US banks borrow less but still lean heavily on Fed

04 Jan, 2009

US banks' direct borrowing from the Federal Reserve slipped in the latest week but the financial system remained heavily dependent on the lender of last resort amid the biggest credit crisis in many decades, Fed data released on Friday showed. Banks' overall borrowings averaged $187.77 billion per day in the week ended December 31, down from an average $196.87 billion per day the previous week.
Banks' direct borrowing via the discount window may have eased because many were choosing to tap cheap cash from an array of auction programs the Fed is running to aid financial institutions, said Michael Feroli, US economist with J.P. Morgan in New York. "With all these programs to provide year-end funding, the Fed has provided so much liquidity that there was less demand for cash via the discount window," he said.

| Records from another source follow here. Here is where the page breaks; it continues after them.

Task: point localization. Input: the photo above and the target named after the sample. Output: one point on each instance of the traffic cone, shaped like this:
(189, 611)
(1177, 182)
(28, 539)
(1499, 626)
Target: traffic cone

Liabilities on the Federal Reserve's balance sheet from its support lifelines to help the financial system weather the worst crisis since the 1930s rose to $2.249 trillion on December 31 from $2.241 trillion on December 24. The data "paints the same picture: that the Fed is continuing to provide a 'gi-normous' amount of reserves to the system," said Kim Rupert, managing director of global fixed income analysis at Action Economics LLC in San Francisco.
"That's their quantitative easing." Net portfolio holdings of the Fed's Commercial Paper Funding Facility, which is buying three-month top-rated CP to free up this key area of short-term lending, were $334.10 billion as of December 31 versus $331.69 billion on December 24.